Jeśli problem ten będzie dręczyć rosyjskiego dżentelmena, zwilżającego gardło łykiem Dom Pérignona rocznik 2002 i kontemplującego z okien Sky Lounge, restauracji znajdującej się na 22. piętrze budynku Rosyjskiej Akademii Nauk, panoramę Moskwy, to znajdzie on szybko odpowiedź.

Widok ze Sky Lounge na Moskwę
Parę kroków od tej słynnej restauracji, do której zaglądał m.in.

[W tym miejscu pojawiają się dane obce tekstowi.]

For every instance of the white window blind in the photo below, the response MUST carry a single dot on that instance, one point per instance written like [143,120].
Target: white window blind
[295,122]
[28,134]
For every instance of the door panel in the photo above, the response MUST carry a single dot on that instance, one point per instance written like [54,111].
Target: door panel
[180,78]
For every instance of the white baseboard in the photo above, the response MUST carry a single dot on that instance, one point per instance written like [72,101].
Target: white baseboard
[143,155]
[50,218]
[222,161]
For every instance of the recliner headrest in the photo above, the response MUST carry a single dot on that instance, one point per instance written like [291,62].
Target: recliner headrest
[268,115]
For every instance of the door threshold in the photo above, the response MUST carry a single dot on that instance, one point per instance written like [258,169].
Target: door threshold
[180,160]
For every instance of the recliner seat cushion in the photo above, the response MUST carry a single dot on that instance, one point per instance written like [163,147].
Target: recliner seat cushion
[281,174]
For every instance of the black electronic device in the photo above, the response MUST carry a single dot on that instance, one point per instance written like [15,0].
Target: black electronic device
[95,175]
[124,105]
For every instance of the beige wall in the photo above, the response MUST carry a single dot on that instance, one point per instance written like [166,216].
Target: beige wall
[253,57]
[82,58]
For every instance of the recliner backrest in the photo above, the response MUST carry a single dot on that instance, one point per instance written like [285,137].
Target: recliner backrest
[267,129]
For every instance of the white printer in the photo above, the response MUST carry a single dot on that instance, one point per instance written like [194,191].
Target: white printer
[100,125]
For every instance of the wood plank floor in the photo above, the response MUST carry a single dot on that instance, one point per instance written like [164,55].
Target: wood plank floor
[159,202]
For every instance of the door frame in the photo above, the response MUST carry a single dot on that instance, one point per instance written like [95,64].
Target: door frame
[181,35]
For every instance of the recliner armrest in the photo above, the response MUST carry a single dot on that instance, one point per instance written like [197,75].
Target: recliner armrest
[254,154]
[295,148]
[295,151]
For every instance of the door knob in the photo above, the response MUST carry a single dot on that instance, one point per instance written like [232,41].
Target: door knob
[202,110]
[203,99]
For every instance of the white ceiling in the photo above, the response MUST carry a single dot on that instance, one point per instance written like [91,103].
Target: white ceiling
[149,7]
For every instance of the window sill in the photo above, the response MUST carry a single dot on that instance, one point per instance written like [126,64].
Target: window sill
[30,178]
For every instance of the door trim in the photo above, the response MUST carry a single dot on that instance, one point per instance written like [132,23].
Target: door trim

Tom Cruise, po drugiej stronie Prospektu Lenina, znajduje się bowiem Muzeum Darwina, w którym otwarto właśnie wystawę ”Sobaka dla dżentelmena”. Poświęcona jest ona bulterierowi, zwanemu przez Rosjan pieszczotliwie „bułką”, a nawet „bułeczką”. Na wernisażu (21 lipca) pojawiło się sporo czworonogów. Wystawa pokazuje dwustuletnią historię tej znienawidzonej przez jednych, a ukochanej przez drugich, angielskiej rasy.

Pomnik słynnego bulteriera Patsy Ann (1929-1942).
Patsy Ann bezbłędnie wyczuwała zbliżanie się każdego statku do portu w Juneau (Alaska)
Wystawa jest czynna do 21 września, więc można zdążyć jeszcze przed wybuchem III wojny światowej, ale warto się pospieszyć. Kuratorka, Irina Krasnych zaprasza.
Dżentelmeni w Seulu są natomiast przeświadczeni, że najlepszym psem dla dżentelmena jest 보신탕, czyli aromatyczny rosół na psinie, serwowany w rozlicznych seulskich restauracjach. Pomaga on ponoć w znoszeniu upałów.
Czy wypada jednak w taki sposób rozstawać się z najlepszym przyjacielem dżentelmena?
Pies nie wypali nam naszych cygar, nie wypije naszego skrzętnie ukrytego zapasu whisky i nie będzie podrywał nam naszych dziewczyn.
Jest też świetnym kompanem przy różnych biesiadach, co najlepiej ilustruje rosyjski (znów ta Rosja!) dowcip:
Co trzeba przygotować na rosyjski obiad?
Dwie zgrzewki piwa, parę butelek wódki, pęto kiełbasy i psa.
A pies po co?
No, ktoś przecież musi zjeść tę kiełbasę.